General-Purpose Functions

postgresql_db and transacted_postgresql_db provide some general-purpose functions to ease test setup and execution.

  • load_csv() loads a CSV file into an existing table.
  • run_sql_file() executes a SQL script, optionally performing variable binding.

Extension Management

Since version 9.1 Postgres supports extensions. You can check for the presence of and install extensions like so:

>>> postgresql_db.is_extension_available('asdf')  # Can I install this extension?
False
>>> postgresql_db.is_extension_available('uuid-ossp')  # Maybe this one is supported...
True
>>> postgresql_db.install_extension('uuid-ossp')
True
>>> postgresql_db.is_extension_installed('uuid-ossp')
True

install_extension() has additional arguments to allow control over which schema the extension is installed in, what to do if the extension is already installed, and so on. See the documentation for descriptions of these features.

Schemas and Tables

You can create table schemas by calling create_schema() like so:

postgresql_db.create_schema('foo')          # Create one schema
postgresql_db.create_schema('foo', 'bar')   # Create multiple ones

To quickly see if a table schema exists, call has_schema():

>>> postgresql_db.has_schema('public')
True

Similarly, you can create tables in the database with create_table(). You can pass SQLAlchemy Table instances or ORM declarative model classes:

# Just a regular Table.
my_table = Table('abc', MetaData(), Column('def', Integer()))

# A declarative model works too.
class MyORMModel(declarative_base()):
    id = Column(Integer, primary_key=True)

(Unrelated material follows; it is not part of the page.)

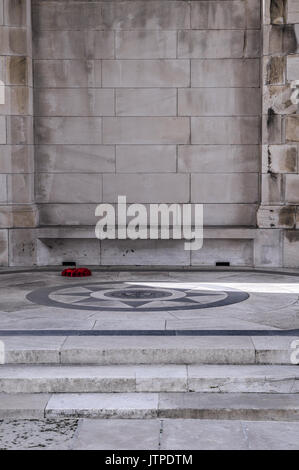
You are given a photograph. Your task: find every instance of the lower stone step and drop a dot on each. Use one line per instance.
(148, 378)
(110, 350)
(251, 406)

# Pass a variable amount of tables to create
postgresql_db.create_table(my_table, MyORMModel)

Installation

Sorry, this library is not compatible with Python 2. Please be sure to use pip3 instead of pip when installing:

pip3 install pytest-pgsql

Contributing Guide

For information on setting up pytest_pgsql for development and contributing changes, view CONTRIBUTING.rst.